Desencontros
Folha de S. Paulo, 21/11/2009

A solidão dos números primos, de Paolo Giordano

Em "A solidão dos números primos", Paolo Giordano aborda situações limítrofes sem cair no sentimentalismo

CRISTOVÃO TEZZA

ESCOLHER SITUAÇÕES limítrofes como objeto de ficção -deficientes mentais e físicos, doenças incuráveis, sociopatias ou mesmo simples crianças pelas quais se vê o mundo- é operação arriscada. É grande a chance de o texto resvalar para casos médicos exemplares, manuais de sobrevivência ou sentimentalismo derramado que se transforma na alegria do cinema de massa. Mas às vezes a expectativa se quebra e acontece boa literatura. É o caso de "A Solidão dos Números Primos", romance de estreia do italiano Paolo Giordano, de 28 anos.
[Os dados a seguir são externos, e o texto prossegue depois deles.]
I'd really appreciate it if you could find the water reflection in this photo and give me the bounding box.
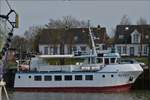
[3,91,150,100]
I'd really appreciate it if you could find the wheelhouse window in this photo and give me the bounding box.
[64,75,72,81]
[44,75,52,81]
[75,75,82,80]
[123,46,127,54]
[34,75,42,81]
[133,34,139,43]
[117,46,121,54]
[54,75,62,81]
[85,75,93,80]
[144,46,148,54]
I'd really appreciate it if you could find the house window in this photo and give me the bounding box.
[85,75,93,80]
[133,34,139,43]
[117,46,121,54]
[44,75,52,81]
[144,46,147,54]
[73,46,77,51]
[34,75,42,81]
[65,75,72,81]
[80,46,86,51]
[75,75,82,80]
[54,75,62,81]
[44,47,48,54]
[105,58,109,64]
[123,46,127,54]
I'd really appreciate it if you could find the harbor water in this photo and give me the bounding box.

Em sete momentos, o livro conta uma história de desencontros que giram em torno de Mattia e Alice, com dois pontos de partida traumáticos. Quando menino, envergonhado da irmã deficiente mental, Mattia resolve deixá-la esperando numa praça em vez de levá-la junto a uma festa de aniversário; ao voltar, ela desapareceu. Essa chave moral, aqui desabada nas costas de uma criança, é um forte tema literário da consciência do indivíduo moderno. Podemos encontrá-la desde o dilema de "Lord Jim" (1900), de Joseph Conrad, até no recente "Reparação" (2001), de Ian McEwan. Nessa duríssima solidão ética, a pergunta que a ficção tenta responder é se a vida pode ser recomposta nos seus próprios limites, sem recorrer à tolerância sentimental do narrador e a suas armas românticas de artifício moral ou religioso.

O outro eixo narrativo, Alice, é uma criança esmagada pela autoridade do pai. Obrigada a esquiar, o que ela odeia, sofre um acidente que a deixará aleijada. Anoréxica, de uma magreza assumida como um escudo contra o mundo, ela crescerá sem companhia -ou como um outro "número primo", na imagem de Mattia, que vem a se tornar um matemático de gênio, na mesma intensidade com que se mostra incapaz de manter uma vida social mínima. Refugiando-se nas relações numéricas e espaciais abstratas com que desenha o mundo, acaba por superar seu desejo de automutilação -a palma de sua mão é uma ruína de cicatrizes.

O terceiro personagem importante é fugaz -Denis, que pela inclinação homoerótica parece dar ao livro apenas um equilíbrio politicamente correto e não uma função real e, por isso mesmo, some da história de um ponto em diante. Mas a distante relação entre Mattia e Alice se sustenta compassadamente do começo ao fim. A história é contada por um frio narrador onisciente. Sente-se nele, em escala menor, a sombra de uma prosa italiana que tem em Alberto Moravia (1907-1990) seu grande mestre. A um tempo discreta e implacável, atenta tanto ao indivíduo quanto às forças externas, tem o olho agudo para as "minúsculas fendas que aparecem num relacionamento onde a vida, mais cedo ou mais tarde, consegue introduzir uma alavanca e abrir caminho".